Product: All SDC versions that support Data Format Excel
Scenario:
We have an excel sheet that is an input as Whole file to Directory / HDFS origin. We want to run some basic formatting on all the worksheets and eliminate some unwanted data before writing to the endpoint.
Goal:
Format Excel files before loading to endpoint
Data Format : Excel
i. Eliminate the first 2 rows (completely ignore) and process from the 3rd row
ii. Pick column values A,B,C and M for first row and D,E,F,I,J,K,L columns from row 2 onwards.
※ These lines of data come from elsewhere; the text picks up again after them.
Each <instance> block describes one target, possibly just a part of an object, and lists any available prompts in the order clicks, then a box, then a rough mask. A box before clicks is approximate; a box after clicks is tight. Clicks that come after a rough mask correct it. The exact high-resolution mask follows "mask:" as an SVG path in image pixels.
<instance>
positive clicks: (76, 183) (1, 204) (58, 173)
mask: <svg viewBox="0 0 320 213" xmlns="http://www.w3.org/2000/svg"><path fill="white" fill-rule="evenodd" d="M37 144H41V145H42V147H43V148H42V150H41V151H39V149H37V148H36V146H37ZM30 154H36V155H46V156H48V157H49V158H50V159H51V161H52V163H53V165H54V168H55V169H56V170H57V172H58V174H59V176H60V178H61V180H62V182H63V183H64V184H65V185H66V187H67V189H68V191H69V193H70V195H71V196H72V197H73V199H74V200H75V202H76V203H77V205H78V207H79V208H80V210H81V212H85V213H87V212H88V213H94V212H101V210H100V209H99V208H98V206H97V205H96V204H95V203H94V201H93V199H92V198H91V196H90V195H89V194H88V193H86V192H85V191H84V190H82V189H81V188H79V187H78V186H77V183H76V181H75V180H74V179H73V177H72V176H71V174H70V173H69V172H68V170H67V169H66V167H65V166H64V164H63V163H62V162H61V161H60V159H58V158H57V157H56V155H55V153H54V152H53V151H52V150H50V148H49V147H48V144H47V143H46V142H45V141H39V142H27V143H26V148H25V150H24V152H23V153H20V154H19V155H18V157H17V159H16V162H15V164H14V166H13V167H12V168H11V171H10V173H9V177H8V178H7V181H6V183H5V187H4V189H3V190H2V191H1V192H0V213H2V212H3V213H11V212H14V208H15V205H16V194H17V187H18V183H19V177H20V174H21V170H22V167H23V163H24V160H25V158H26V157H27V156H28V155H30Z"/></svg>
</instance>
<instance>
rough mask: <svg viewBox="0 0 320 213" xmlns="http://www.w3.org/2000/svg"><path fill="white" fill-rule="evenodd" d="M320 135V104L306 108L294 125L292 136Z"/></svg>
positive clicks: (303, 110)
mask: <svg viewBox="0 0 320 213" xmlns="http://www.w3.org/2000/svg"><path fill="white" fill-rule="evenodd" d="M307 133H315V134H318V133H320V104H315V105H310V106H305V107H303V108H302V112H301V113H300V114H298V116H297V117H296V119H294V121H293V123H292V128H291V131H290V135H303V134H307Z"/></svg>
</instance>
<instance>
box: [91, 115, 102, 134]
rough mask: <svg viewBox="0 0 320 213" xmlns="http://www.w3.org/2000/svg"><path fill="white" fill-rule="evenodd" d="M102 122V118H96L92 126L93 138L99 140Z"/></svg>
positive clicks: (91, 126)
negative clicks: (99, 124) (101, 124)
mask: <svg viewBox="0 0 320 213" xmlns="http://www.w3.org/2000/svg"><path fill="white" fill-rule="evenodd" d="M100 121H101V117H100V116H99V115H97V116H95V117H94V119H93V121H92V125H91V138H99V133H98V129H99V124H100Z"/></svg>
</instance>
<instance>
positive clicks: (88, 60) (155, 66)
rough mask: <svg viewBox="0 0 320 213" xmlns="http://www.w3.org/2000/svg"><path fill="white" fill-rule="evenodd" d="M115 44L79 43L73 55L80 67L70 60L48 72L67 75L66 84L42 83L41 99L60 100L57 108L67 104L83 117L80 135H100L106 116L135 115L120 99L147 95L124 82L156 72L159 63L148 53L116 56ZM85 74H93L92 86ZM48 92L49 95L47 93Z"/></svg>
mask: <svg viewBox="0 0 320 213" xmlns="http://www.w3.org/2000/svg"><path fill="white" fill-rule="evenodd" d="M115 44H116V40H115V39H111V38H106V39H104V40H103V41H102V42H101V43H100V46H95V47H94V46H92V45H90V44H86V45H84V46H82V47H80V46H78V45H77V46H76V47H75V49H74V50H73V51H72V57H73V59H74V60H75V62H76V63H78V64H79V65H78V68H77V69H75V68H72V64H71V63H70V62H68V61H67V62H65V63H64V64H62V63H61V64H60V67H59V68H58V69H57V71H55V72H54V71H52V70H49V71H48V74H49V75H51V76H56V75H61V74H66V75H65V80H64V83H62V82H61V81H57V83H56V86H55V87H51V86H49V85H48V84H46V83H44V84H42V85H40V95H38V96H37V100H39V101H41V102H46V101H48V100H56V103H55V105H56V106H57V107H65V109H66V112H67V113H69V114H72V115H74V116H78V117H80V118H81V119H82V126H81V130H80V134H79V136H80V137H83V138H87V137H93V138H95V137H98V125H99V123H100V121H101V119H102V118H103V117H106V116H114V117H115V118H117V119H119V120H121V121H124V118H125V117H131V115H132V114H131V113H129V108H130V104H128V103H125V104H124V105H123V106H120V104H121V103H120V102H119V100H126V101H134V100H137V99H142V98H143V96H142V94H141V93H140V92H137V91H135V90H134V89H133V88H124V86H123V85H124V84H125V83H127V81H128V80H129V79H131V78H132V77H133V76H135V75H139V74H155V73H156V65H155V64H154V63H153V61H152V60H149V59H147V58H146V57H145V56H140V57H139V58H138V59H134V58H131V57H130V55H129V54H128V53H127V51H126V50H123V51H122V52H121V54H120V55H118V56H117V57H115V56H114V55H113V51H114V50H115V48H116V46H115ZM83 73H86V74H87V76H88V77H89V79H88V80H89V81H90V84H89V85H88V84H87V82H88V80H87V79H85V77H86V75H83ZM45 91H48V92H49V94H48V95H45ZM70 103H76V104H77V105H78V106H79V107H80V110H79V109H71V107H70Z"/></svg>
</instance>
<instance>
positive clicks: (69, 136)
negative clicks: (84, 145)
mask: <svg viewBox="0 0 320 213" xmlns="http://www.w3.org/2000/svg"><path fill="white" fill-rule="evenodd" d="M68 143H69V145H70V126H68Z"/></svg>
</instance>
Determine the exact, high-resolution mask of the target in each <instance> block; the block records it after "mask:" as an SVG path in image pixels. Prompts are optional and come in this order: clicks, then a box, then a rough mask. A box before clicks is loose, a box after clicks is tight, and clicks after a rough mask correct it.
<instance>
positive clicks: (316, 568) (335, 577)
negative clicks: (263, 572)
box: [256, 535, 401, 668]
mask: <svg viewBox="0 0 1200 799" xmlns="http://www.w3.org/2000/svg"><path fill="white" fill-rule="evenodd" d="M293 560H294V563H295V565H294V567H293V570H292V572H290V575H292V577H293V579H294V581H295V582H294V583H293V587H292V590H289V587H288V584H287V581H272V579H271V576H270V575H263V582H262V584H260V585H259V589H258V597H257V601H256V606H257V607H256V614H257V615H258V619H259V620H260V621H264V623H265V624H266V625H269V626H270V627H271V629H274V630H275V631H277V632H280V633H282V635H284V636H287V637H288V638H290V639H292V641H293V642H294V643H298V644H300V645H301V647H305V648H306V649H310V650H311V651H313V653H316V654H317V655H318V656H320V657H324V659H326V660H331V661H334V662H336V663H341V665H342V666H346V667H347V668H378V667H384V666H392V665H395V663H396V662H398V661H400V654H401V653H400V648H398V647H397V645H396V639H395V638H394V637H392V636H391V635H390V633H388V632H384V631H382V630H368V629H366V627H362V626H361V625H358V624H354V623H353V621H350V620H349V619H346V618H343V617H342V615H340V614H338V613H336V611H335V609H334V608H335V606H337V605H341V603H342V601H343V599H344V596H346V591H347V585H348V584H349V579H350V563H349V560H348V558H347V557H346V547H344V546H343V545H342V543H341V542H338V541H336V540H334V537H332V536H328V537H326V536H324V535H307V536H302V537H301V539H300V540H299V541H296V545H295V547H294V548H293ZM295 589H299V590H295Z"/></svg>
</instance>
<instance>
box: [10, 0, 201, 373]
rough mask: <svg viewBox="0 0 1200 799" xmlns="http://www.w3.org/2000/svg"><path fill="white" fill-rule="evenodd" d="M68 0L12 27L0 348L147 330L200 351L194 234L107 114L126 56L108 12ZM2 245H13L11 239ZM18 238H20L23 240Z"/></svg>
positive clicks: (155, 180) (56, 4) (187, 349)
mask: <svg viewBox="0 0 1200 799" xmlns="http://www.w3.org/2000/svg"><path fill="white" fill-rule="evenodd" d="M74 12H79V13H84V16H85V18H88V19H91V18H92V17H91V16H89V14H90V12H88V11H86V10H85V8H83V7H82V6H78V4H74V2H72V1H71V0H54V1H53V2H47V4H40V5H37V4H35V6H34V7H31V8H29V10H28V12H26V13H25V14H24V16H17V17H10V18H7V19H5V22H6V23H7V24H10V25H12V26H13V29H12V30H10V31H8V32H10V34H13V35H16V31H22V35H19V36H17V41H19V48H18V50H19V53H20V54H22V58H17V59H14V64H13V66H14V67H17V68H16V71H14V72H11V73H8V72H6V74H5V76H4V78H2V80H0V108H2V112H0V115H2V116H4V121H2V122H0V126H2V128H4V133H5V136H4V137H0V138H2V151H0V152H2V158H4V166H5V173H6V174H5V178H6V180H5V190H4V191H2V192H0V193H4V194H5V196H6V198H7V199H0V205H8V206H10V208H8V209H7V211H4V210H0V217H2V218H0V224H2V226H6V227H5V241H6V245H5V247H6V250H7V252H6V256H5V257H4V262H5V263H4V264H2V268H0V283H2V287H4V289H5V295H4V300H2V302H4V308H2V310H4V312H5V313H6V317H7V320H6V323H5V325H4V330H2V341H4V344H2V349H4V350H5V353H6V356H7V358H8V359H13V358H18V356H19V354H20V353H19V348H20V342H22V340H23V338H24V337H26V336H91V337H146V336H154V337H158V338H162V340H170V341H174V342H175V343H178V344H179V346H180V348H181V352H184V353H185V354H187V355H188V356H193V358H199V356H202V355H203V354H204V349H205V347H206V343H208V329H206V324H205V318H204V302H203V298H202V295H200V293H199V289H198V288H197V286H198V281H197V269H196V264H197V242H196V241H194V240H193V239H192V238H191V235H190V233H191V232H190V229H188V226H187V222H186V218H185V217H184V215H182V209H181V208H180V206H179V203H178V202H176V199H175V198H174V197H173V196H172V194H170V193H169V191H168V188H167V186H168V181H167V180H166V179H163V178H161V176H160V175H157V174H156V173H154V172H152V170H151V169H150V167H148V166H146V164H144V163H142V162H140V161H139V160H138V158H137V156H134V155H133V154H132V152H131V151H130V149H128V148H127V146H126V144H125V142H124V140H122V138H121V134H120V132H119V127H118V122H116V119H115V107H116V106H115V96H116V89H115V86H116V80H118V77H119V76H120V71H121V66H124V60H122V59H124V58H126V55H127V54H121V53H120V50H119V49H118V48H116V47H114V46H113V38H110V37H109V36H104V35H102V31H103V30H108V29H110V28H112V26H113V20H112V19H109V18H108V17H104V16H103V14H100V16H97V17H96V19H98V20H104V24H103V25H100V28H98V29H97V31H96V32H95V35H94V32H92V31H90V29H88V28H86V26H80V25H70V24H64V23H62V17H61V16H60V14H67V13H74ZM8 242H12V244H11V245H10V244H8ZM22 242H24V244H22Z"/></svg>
The above is a screenshot of one of the worksheets in the SampleExcel2.xlsx file attached to this article
What we want to do here is to skip rows 1,2 and columns A,B,C in all worksheets and write the remaining columns and rows to the endpoint
Solution:
Please refer to attachments to this KB which has a sample input sheet, screenshots of sample output, and 2 example pipeline JSON files to handle this.
There are 2 ways of handling this. One is using the groovy script and the other is using an EL evaluator. I have uploaded the sample pipeline for both methods.
+ We integrated a groovy script and saw it was working for a single sheet.
+ Here is a code change you need to make to your current groovy evaluator to make it work for
multiple sheets
Groovy Evaluator ->> Groovy
Init Script :
sdc.state['currentFile'] = ""
sdc.state['worksheet'] = ""
sdc.state['lineNum'] = 0
Script :
// Sample Groovy code
records = sdc.records
for (record in records) {
try {
// initialize, so we work correctly on the first file.
// do this for the first record of the first file only.
if(sdc.state['currentFile'].equals("")) {
sdc.state['currentFile'] = record.attributes['file'];
}
if(sdc.state['worksheet'].equals("")) {
sdc.state['worksheet'] = record.attributes['worksheet'];
}
if(sdc.state['currentFile'].equals(record.attributes['file'])) {
if (sdc.state['worksheet'].equals(record.attributes['worksheet']))
{
if(sdc.state['lineNum'] < 2) { // number of records to skip. <<<<<<<<<<<<< THIS WILL CHANGE BASED ON NUMBER OF LINES YOU WANT TO SKIP
++sdc.state['lineNum'];
sdc.log.info("CASE 13303: currentFile {} worksheet {} lineNum {} " ,sdc.state['currentFile'],
sdc.state['worksheet'], sdc.state['lineNum']);
continue; // skip this record
}
} else {
sdc.state['worksheet'] = record.attributes['worksheet'];
sdc.state['lineNum'] = 1;
continue; // skip this record
}
} else {
sdc.log.info("CASE 13303: {} set to {}", sdc.state['currentFile'], record.attributes['file']);
sdc.state['currentFile'] = record.attributes['file'];
sdc.state['worksheet'] = record.attributes['worksheet'];
sdc.state['lineNum'] = 0;
}
// Write a record to the processor output
sdc.output.write(record);
} catch (e) {
// Write a record to the error pipeline
sdc.log.error(e.toString(), e)
sdc.error.write(record, e.toString())
}
}